Since then, the program has grown to over 320 children. Some are in an additional school building across the street from the original School of Hope and many are still in other private schools. The children are getting a noon lunch, for many the only solid meal of the day, learning English, Creole (their native language) and French (the main language of business in Haiti), math, science, geography, health and the basics, raising the flag every morning, learning manners, studying the Bible and gradually absorbing the ways of a productive society. Parents of the children are required to do something for the school as “in kind” payment.
The thousands of poor, uneducated children of Haiti are the strangers on the side of the road that can be passed by on the other side, or helped by passers-by.
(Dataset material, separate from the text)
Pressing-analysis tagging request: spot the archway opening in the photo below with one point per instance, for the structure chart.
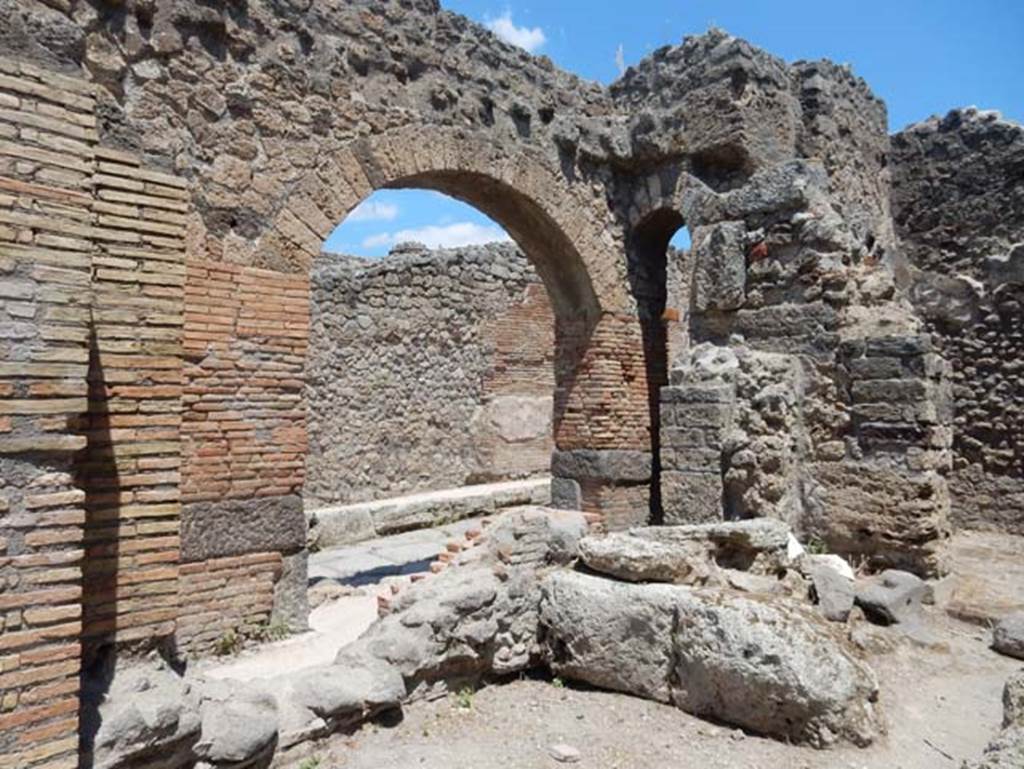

TeacHaiti has resolved to help improve the literacy and health of as many as possible, all through the humanitarian impulses, compassion and generosity of anyone moved to chip in.
The purpose of the trip Jeff and I took in March was to assemble information for a book to be written about TeacHaiti to be used as a tool in fundraising. I had conducted 17 interviews before we left and Jeff and I conducted 29 more in Haiti, talking to family members, teachers, students, parents, friends, supporters and a Haitian business man. We did not hear a single discouraging word in the entire process. In addition to the interviews, Jeff took many great pictures. Of course, we visited the school and saw the children ─ at work and at play. More interviews and more pictures will be needed, as the task has just begun and will take many months to finish.
When you hear about general conditions in Haiti, you will not find many words of optimism, and indeed, the picture is grim, with tin shacks and tent cities all around and poor people selling their wares on the streets. But there are new roads, streets and sidewalks (many pick, shovel and wheelbarrow projects) and a few signs of effort and progress. But the TeacHaiti educational project is an oasis of hope, good news, a bright light and a reason for great joy and optimism. These children will be the builders of a new and better Haiti.